Kakaako project in Lingle's hands
The Legislature moves to kill a proposed A&B development that would include high-rise condos
A state agency took its first tentative steps yesterday in reassessing how to redevelop 36.5 acres of waterfront property in Kakaako after the Legislature all but killed plans to turn the largely blighted area into a village of shops and public spaces anchored by two high-rise condominium towers.
The Hawaii Community Development Authority stopped short of terminating its nonbinding agreement withA&B Properties Inc.
, the project's private developer. Daniel Dinell, the authority's executive director, said the Legislature still is in session and that the authority is waiting to see all of the Legislature's recommendations.
In the meantime, the authority unveiled rough plans yesterday for establishing a committee that would recommend how best to use the state-owned waterfront land it manages in Kakaako. Opponents of A&B's plan cheered the prospect of granting a panel of citizens, including environmental and community activists, the power to help craft plans for the Kakaako waterfront.
"This is a great idea," said Nancy Hedlund, a member of the Ala Moana/Kakaako Neighborhood Board who led a grassroots campaign against the A&B proposal. "It is a wonderful beginning with a lot of things to work with."
The development authority's meeting came a day after the House and Senate approved bills that prohibit residential development in Kakaako Makai and prevent the HCDA from selling public land there without legislative approval.

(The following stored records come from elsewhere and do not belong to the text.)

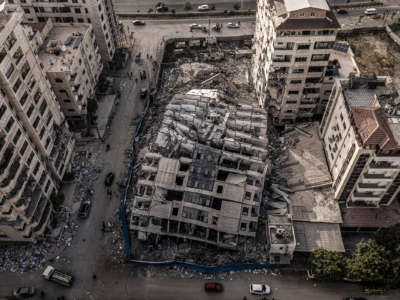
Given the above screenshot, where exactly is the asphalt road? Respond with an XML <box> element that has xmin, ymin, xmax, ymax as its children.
<box><xmin>114</xmin><ymin>0</ymin><xmax>257</xmax><ymax>14</ymax></box>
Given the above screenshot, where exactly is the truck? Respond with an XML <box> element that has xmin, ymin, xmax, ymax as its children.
<box><xmin>42</xmin><ymin>265</ymin><xmax>73</xmax><ymax>287</ymax></box>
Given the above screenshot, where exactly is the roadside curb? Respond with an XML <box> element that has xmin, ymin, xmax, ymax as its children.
<box><xmin>118</xmin><ymin>10</ymin><xmax>255</xmax><ymax>19</ymax></box>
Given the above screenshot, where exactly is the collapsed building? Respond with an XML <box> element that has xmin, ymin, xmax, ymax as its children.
<box><xmin>130</xmin><ymin>91</ymin><xmax>269</xmax><ymax>249</ymax></box>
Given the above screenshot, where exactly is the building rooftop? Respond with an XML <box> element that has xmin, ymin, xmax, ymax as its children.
<box><xmin>276</xmin><ymin>10</ymin><xmax>340</xmax><ymax>30</ymax></box>
<box><xmin>39</xmin><ymin>24</ymin><xmax>90</xmax><ymax>72</ymax></box>
<box><xmin>283</xmin><ymin>0</ymin><xmax>330</xmax><ymax>12</ymax></box>
<box><xmin>281</xmin><ymin>123</ymin><xmax>332</xmax><ymax>189</ymax></box>
<box><xmin>294</xmin><ymin>221</ymin><xmax>345</xmax><ymax>252</ymax></box>
<box><xmin>341</xmin><ymin>201</ymin><xmax>400</xmax><ymax>228</ymax></box>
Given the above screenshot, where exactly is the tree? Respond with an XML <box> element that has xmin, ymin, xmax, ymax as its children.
<box><xmin>210</xmin><ymin>4</ymin><xmax>215</xmax><ymax>10</ymax></box>
<box><xmin>376</xmin><ymin>223</ymin><xmax>400</xmax><ymax>253</ymax></box>
<box><xmin>233</xmin><ymin>3</ymin><xmax>241</xmax><ymax>10</ymax></box>
<box><xmin>310</xmin><ymin>248</ymin><xmax>345</xmax><ymax>281</ymax></box>
<box><xmin>184</xmin><ymin>1</ymin><xmax>192</xmax><ymax>11</ymax></box>
<box><xmin>346</xmin><ymin>239</ymin><xmax>391</xmax><ymax>284</ymax></box>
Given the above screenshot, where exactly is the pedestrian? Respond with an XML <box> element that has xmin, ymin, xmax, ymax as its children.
<box><xmin>92</xmin><ymin>273</ymin><xmax>97</xmax><ymax>280</ymax></box>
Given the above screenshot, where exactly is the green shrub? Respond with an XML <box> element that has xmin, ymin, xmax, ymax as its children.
<box><xmin>184</xmin><ymin>1</ymin><xmax>192</xmax><ymax>11</ymax></box>
<box><xmin>233</xmin><ymin>3</ymin><xmax>240</xmax><ymax>10</ymax></box>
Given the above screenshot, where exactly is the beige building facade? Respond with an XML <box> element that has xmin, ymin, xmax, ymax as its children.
<box><xmin>0</xmin><ymin>10</ymin><xmax>74</xmax><ymax>242</ymax></box>
<box><xmin>6</xmin><ymin>0</ymin><xmax>119</xmax><ymax>64</ymax></box>
<box><xmin>320</xmin><ymin>74</ymin><xmax>400</xmax><ymax>208</ymax></box>
<box><xmin>36</xmin><ymin>20</ymin><xmax>102</xmax><ymax>128</ymax></box>
<box><xmin>253</xmin><ymin>0</ymin><xmax>340</xmax><ymax>125</ymax></box>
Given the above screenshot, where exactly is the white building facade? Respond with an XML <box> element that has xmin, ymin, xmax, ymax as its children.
<box><xmin>6</xmin><ymin>0</ymin><xmax>119</xmax><ymax>64</ymax></box>
<box><xmin>0</xmin><ymin>10</ymin><xmax>74</xmax><ymax>242</ymax></box>
<box><xmin>253</xmin><ymin>0</ymin><xmax>340</xmax><ymax>125</ymax></box>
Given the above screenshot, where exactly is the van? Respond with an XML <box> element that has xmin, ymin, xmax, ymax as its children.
<box><xmin>364</xmin><ymin>8</ymin><xmax>377</xmax><ymax>15</ymax></box>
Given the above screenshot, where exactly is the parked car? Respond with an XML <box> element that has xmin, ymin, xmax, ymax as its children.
<box><xmin>12</xmin><ymin>287</ymin><xmax>36</xmax><ymax>298</ymax></box>
<box><xmin>140</xmin><ymin>88</ymin><xmax>148</xmax><ymax>98</ymax></box>
<box><xmin>343</xmin><ymin>297</ymin><xmax>367</xmax><ymax>300</ymax></box>
<box><xmin>104</xmin><ymin>172</ymin><xmax>115</xmax><ymax>187</ymax></box>
<box><xmin>337</xmin><ymin>8</ymin><xmax>348</xmax><ymax>14</ymax></box>
<box><xmin>132</xmin><ymin>20</ymin><xmax>145</xmax><ymax>25</ymax></box>
<box><xmin>364</xmin><ymin>8</ymin><xmax>377</xmax><ymax>15</ymax></box>
<box><xmin>204</xmin><ymin>282</ymin><xmax>224</xmax><ymax>292</ymax></box>
<box><xmin>249</xmin><ymin>283</ymin><xmax>271</xmax><ymax>295</ymax></box>
<box><xmin>198</xmin><ymin>4</ymin><xmax>210</xmax><ymax>11</ymax></box>
<box><xmin>227</xmin><ymin>22</ymin><xmax>240</xmax><ymax>28</ymax></box>
<box><xmin>190</xmin><ymin>24</ymin><xmax>203</xmax><ymax>30</ymax></box>
<box><xmin>78</xmin><ymin>200</ymin><xmax>91</xmax><ymax>219</ymax></box>
<box><xmin>156</xmin><ymin>5</ymin><xmax>168</xmax><ymax>12</ymax></box>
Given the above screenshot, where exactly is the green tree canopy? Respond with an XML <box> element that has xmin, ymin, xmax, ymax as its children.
<box><xmin>375</xmin><ymin>223</ymin><xmax>400</xmax><ymax>253</ymax></box>
<box><xmin>310</xmin><ymin>248</ymin><xmax>345</xmax><ymax>281</ymax></box>
<box><xmin>346</xmin><ymin>239</ymin><xmax>391</xmax><ymax>284</ymax></box>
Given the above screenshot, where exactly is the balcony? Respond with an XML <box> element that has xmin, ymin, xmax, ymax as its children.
<box><xmin>370</xmin><ymin>161</ymin><xmax>399</xmax><ymax>169</ymax></box>
<box><xmin>363</xmin><ymin>173</ymin><xmax>391</xmax><ymax>180</ymax></box>
<box><xmin>358</xmin><ymin>182</ymin><xmax>387</xmax><ymax>190</ymax></box>
<box><xmin>0</xmin><ymin>145</ymin><xmax>14</xmax><ymax>176</ymax></box>
<box><xmin>347</xmin><ymin>200</ymin><xmax>379</xmax><ymax>208</ymax></box>
<box><xmin>352</xmin><ymin>191</ymin><xmax>382</xmax><ymax>201</ymax></box>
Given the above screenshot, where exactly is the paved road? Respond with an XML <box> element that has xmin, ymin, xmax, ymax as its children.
<box><xmin>114</xmin><ymin>0</ymin><xmax>257</xmax><ymax>14</ymax></box>
<box><xmin>1</xmin><ymin>16</ymin><xmax>400</xmax><ymax>300</ymax></box>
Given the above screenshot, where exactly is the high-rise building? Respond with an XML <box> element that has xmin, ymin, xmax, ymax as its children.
<box><xmin>252</xmin><ymin>0</ymin><xmax>340</xmax><ymax>125</ymax></box>
<box><xmin>5</xmin><ymin>0</ymin><xmax>119</xmax><ymax>64</ymax></box>
<box><xmin>36</xmin><ymin>20</ymin><xmax>103</xmax><ymax>128</ymax></box>
<box><xmin>0</xmin><ymin>9</ymin><xmax>74</xmax><ymax>242</ymax></box>
<box><xmin>320</xmin><ymin>74</ymin><xmax>400</xmax><ymax>208</ymax></box>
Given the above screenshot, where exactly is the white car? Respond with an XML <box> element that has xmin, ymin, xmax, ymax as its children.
<box><xmin>227</xmin><ymin>22</ymin><xmax>240</xmax><ymax>28</ymax></box>
<box><xmin>198</xmin><ymin>4</ymin><xmax>210</xmax><ymax>11</ymax></box>
<box><xmin>249</xmin><ymin>283</ymin><xmax>271</xmax><ymax>295</ymax></box>
<box><xmin>364</xmin><ymin>8</ymin><xmax>377</xmax><ymax>15</ymax></box>
<box><xmin>190</xmin><ymin>24</ymin><xmax>203</xmax><ymax>30</ymax></box>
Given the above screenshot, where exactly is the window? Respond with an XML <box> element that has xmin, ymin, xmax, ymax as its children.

If Gov. Linda Lingle lets the bills become law, they would halt A&B's project as it is now envisioned. Although she has vowed to support the A&B project, Lingle has not said whether she would veto bills that would stop it. Her spokesman could not be reached for comment yesterday.
A&B's project envisions a sweeping redevelopment of Kakaako Makai. The plan includes adding park space, building a farmers market and hula amphitheater and creating more public parking stalls. It also calls for retail shopping space along the Kewalo Basin harbor and 635 condominiums to be built on land that the state would sell to A&B.
A&B has said that the condos are essential to the project, because the company would use proceeds from the sale of the units to finance the public amenities that produce no revenue.
But opponents, including surfers and community activists, objected to the proposal, arguing that it was inappropriate to sell taxpayer-owned oceanfront property to build a shopping mall and luxury condos.
Led by a handful of voices from the Friends of Kewalo Park Basin Association, the Oahu Chapter of the Surfrider Foundation and the Ala Moana/Kakaako Neighborhood Board, the opposition swelled to a torrent with repeated marches and rallies at the state Capitol.
As described at yesterday's meeting, the new HCDA advisory committee would give activists a more direct voice in deciding how the land would be used.
Teney Takahashi, director of planning for the HCDA, said the agency would be composed of 10 to 15 volunteer members, including community leaders, business executives, labor leaders, landowners and environmentalists, as well as HCDA staff.
The committee would be charged with establishing goals, reviewing processes, identifying financing sources and the like, Takahashi said.
Michael Goshi, vice chairman of the HCDA board*, said it was important for the committee to devise a new philosophical vision for the HCDA, which was established in the 1970s with the overarching mission to develop Kakaako.
"Times change," Goshi said.
Several opponents of the A&B plan came forward at yesterday's meeting to offer support for the new advisory committee and suggestions on who should be appointed to it. Ron Iwami, the leader of an umbrella organization called Save Our Kakaako, said his members would be eager to participate. Michelle Matson, another vocal opponent, suggested that the panel include an "independent planning expert."
Yesterday's meeting came just two days after homeless people who had been sleeping at Ala Moana beach Park were moved into a state-owned building in the Fort Armstrong industrial area of Kakaako Makai, which is managed by the HCDA.
The authority's role in helping find shelter for more than 100 of Honolulu's least fortunate people drew praise yesterday from some of the same critics who had pointed to the Kakaako Waterfront project as evidence that the HCDA was out of touch with the needs of ordinary people.
Ted Liu, director of the state Department of Business, Economic Development & Tourism, noted the irony of having people living in Kakaako Makai, notwithstanding the Legislature's new bills.
"This is residential - ironically in Kakaako Makai," Liu said.
Friday, May 5, 2006
» Michael Goshi is vice chairman of the Hawaii Community Development Authority, though he chaired the agency's meeting on Wednesday. A story on Page C1 yesterday incorrectly said he was chairman.